Occorre partire da questo presupposto: le fotocopie non sono un atto valido per determinare le dimissioni di un consigliere comunale e lo scioglimento di un consiglio. Questo è lo stesso presupposto al quale si era attenuto per tutta la giornata del 30 settembre il prefetto di Roma; egli, infatti, avrebbe potuto sciogliere il consiglio comunale e lo ha fatto dopo la comunicazione di una seconda lettera degli interessati pervenuta al protocollo. Se partiamo dal presupposto che le copie fotostatiche non sono sufficienti a determinare le dimissioni dei consiglieri comunali e lo scioglimento del consiglio comunale, quel documento era irricevibile. Non si può con un documento successivo dare validità a un documento irricevibile e non utile ad avviare il procedimento per lo scioglimento del consiglio comunale. Questa è una tesi veramente strana: con un atto assunto a posteriori si dà validità ad un atto non valido, precedentemente presentato al protocollo dell'ente.

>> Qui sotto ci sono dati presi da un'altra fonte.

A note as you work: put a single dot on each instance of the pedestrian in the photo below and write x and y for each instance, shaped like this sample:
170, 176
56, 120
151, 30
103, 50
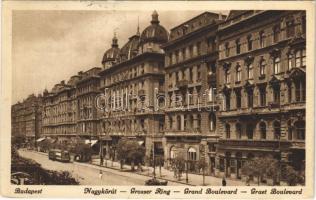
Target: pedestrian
100, 175
247, 181
101, 160
223, 181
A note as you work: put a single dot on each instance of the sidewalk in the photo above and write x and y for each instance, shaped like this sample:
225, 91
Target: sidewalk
194, 179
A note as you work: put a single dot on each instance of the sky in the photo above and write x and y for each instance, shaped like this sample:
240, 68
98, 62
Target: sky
50, 46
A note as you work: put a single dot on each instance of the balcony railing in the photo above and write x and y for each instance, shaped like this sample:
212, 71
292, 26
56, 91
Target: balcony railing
182, 83
272, 144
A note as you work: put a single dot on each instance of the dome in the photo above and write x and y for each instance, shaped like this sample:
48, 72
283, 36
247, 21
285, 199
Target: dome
154, 32
113, 53
130, 49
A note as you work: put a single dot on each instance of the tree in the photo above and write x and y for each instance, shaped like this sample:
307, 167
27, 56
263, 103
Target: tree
160, 162
178, 164
130, 151
260, 166
202, 165
291, 176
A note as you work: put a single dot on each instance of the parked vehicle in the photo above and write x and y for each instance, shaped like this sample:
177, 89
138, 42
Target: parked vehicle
60, 155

Pertanto, se il prefetto si è mosso dopo aver ricevuto la seconda lettera dei quattro consiglieri comunali, lo ha fatto ritenendola una valida lettera di dimissioni. Tuttavia, a quel punto, non si possono considerare contestuali le dimissioni dei nove consiglieri dimissionari, perché la lettera è pervenuta al protocollo del comune il giorno dopo. Anche dalla ricostruzione del sottosegretario si desume che le firme debbano essere presentate in maniera contemporanea ed in assoluta contestualità. A questo principio si sono sempre attenuti il Governo e il Ministero dell'interno per procedere allo scioglimento dei consigli comunali, cosa che tra l'altro ho cercato di spiegare nell'illustrazione della mia interpellanza.

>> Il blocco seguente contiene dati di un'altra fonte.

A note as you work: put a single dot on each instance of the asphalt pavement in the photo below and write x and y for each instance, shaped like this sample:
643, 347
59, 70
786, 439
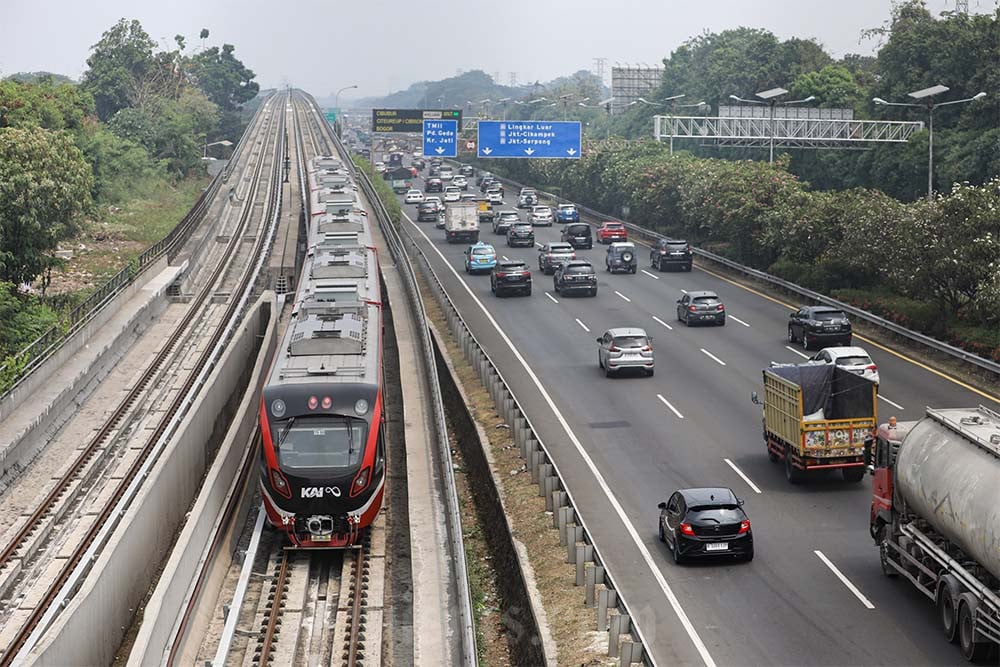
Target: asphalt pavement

Ritengo che gli interessati potranno naturalmente presentare tutti i ricorsi che vorranno: è un loro diritto. Credo anche che abbiano buone possibilità per far valere presso la magistratura amministrativa le loro ragioni e per ottenere giustizia. Tuttavia, di fronte ad un così evidente stravolgimento del procedimento necessario per determinare lo scioglimento di un consiglio comunale, credo che non si dovrebbe rinviare il tutto alla giustizia e al ricorso degli interessati presso il TAR, con contenziosi che possono durare nel tempo e creare ulteriori problemi alla cittadinanza di quel comune.
È evidente, infatti, che non possono essere accettate dimissioni presentate in fotocopia e che, sulla base di una fotocopia, non si può sciogliere un consiglio comunale. È, altresì, evidente che, se quell'atto non è ritenuto valido (credo che, al riguardo, tutte le persone in buona fede dovrebbero convenire), non si può invocare la simultaneità sulla base di una lettera giunta al protocollo del comune il giorno dopo. Mi sembra una procedura assolutamente sbagliata, assunta in maniera non legittima, che dovrebbe determinare ben altra scelta del Governo, ossia quella di non procedere agli atti successivi per lo scioglimento del consiglio comunale di Montecompatri.

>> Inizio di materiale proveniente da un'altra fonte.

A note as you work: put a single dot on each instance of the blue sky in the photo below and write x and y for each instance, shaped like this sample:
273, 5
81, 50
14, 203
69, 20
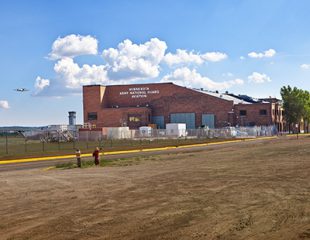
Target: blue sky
54, 47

Con riferimento a questa materia non vi è spazio per alcuna interpretazione, né per l'interpretazione della volontà politica né per quella di carattere amministrativo. La legge, infatti, detta rigorosamente le condizioni per l'accettazione delle dimissioni e per procedere allo scioglimento del consiglio comunale. Per questo motivo, non mi ritengo affatto soddisfatto della risposta del Governo.